Vendor Risk Management is essential to containing an organization’s risk exposure. As well as reputational damage, data breaches can cause significant financial consequences with fines involving GDPR exceeding $175 million USD in 2020 alone.
Leading organizations recognize that partnering with third-party vendors can put data outside the organization’s control. For AXA XL, it was imperative that they manage that risk, and mitigate the potential business impacts.
Monitoring the Supply-Chain
AXA XL is one of the leading insurance and reinsurance firms in the United States, with truly global reach, serving clients in over 200 countries and regions.
AXA XL works with thousands of unique third-party vendors, each with their own purpose and responsibility for company assets.
Artea (Tia) Evans, Information Security Specialist at AXA XL, faces a daunting challenge. She is responsible for managing and tracking all of the third-party vendors in AXA XL’s network and makes strategic decisions when entering new business partnerships.
Tia was quick to discern that without comprehensive and actionable data, making those strategic decisions would be near impossible. The tools at her disposal could only monitor a fraction of her supply chain, and she knew that there were certain vendors that were processing sensitive
AXA XL assets.
She needed an encompassing view of the organization’s risk exposure and a way to easily digest that information and report her findings to her management team.

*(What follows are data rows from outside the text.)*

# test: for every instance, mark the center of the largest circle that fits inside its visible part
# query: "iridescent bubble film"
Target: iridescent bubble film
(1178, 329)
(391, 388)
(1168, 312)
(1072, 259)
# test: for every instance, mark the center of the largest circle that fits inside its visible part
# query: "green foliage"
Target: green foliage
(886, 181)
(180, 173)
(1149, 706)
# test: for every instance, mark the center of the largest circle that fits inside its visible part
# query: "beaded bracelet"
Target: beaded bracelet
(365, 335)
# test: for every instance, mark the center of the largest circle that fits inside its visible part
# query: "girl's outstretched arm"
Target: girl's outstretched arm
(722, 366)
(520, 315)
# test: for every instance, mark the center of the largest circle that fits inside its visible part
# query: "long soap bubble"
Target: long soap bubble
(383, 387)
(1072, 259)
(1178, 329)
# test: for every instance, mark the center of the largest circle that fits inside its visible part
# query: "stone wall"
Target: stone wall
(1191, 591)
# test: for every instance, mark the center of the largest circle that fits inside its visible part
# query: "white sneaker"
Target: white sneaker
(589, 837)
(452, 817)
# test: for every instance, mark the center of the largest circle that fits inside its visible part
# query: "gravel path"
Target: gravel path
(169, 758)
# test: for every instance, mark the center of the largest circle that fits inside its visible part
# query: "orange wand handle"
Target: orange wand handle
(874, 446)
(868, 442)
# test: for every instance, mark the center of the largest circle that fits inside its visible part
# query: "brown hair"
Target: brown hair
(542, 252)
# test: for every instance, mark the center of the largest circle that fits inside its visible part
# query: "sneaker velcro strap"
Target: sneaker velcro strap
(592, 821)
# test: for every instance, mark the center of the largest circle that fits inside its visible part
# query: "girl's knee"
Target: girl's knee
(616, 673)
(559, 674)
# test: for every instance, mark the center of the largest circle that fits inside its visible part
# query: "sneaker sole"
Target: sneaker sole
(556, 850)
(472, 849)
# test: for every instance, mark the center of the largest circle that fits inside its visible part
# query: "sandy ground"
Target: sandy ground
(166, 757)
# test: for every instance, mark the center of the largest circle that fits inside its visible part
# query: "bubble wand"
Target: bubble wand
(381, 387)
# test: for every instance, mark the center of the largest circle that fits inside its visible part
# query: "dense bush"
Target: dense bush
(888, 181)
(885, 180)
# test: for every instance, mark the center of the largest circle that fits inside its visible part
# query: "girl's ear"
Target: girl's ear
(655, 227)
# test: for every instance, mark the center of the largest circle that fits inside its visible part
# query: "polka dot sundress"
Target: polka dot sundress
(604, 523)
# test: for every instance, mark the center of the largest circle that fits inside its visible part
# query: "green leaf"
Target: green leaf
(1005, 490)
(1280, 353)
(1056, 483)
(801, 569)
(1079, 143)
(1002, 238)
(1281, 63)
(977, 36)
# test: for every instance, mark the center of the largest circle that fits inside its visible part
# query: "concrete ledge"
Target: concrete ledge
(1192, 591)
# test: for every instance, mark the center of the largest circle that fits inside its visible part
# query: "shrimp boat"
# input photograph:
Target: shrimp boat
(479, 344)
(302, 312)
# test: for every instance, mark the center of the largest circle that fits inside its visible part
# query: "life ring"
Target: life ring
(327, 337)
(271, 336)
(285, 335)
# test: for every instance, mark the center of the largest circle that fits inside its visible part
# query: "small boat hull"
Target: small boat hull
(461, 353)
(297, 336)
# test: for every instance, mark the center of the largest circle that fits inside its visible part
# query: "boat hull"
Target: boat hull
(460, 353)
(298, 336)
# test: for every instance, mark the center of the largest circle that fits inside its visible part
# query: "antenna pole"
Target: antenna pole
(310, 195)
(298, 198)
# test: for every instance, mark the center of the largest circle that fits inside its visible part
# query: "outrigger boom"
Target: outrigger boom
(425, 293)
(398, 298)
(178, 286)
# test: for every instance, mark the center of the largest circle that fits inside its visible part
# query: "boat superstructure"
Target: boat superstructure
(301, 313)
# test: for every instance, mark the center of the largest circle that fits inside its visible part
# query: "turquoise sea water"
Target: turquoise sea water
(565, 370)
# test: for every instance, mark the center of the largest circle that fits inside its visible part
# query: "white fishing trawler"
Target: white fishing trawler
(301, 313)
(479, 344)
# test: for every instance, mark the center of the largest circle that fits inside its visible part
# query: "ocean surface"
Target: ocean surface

Tia needed comprehensive data and technical flexibility that allowed for a “single pane of glass” where she could view every vendor relationship and manage them in realtime.
“We tried to build one page where you can look at a supplier and see all aspects of the relationship. What are we hiring them for? What kind of data do they have in their environment? It was too much. There were too many and I didn’t even have fractions of our suppliers in our systems. I had to make sure that we had continuous monitoring.”– Artea (Tia) Evans, Information Security Specialist at AXA
A Single Pane of Glass
Cyber Risk Analytics (CRA) is the standard for data breach intelligence, risk ratings and supply chain monitoring. It is the most comprehensive record of data breaches occurring worldwide, and includes rich metadata with up to 68 attributes such as known court costs, lawsuits, and involved third-parties. The data contained with CRA, as well as its powerful features, allows AXA XL to achieve continuous monitoring of their supply chain and perform vendor due diligence and performance auditing.
“Risk Based Security has given me something no one else has been able to. Cyber Risk Analytics enables us to continually monitor the risks and vulnerabilities of our third-party supply chain involving the security of our assets. It has allowed us to take breach intelligence and translate that into dollars when negotiating.”
Combining Data Breach and Vulnerability Intelligence
In her pursuit of achieving continuous monitoring of her vendors, Tia combined PreBreach, a unique CRA feature, with research from Risk Based Security’s VulnDB® product, marrying data breach and vulnerability intelligence to provide deeper insight into AXA XL’s risk profile.
PreBreach solves the impracticality of formal audits and check-box assessments by providing organizations like AXA XL the ability to make informed risk decisions about current and potential suppliers, clients, partners, acquisition targets, and more. The tool continuously inspects the public domains of AXA XL’s vendors, and generates risk profiles based on over 1,000 security attributes, 55,000 data breaches, and 287,000 software vulnerabilities.
“On a one to ten scale, Risk Based Security’s support team is an eighteen. I’ll come to RBS and say, I have an idea, and they make it happen.”
Better Data Saves Time and Money
Armed with this better data, Tia’s team has been able to repeatedly meet their targets, and the effectiveness of their third-party review process has enabled them to stand out among the AXA group.
“Historically, security was a process inhibitor. Now, we walk arm-in-arm with the business. I want them to make money, but I want them to be secure and not incur financial breakage. We want to avoid bad business arrangements and that is what CRA helps us do.”
The comprehensive data provided by CRA offers Tia proactive visibility into all of her third-party vendors who host or handle AXA XL’s digital assets. CRA monitors over 114,000 organizations, and contains details on over 4.7 billion compromised credentials and over 107 billion records exposed.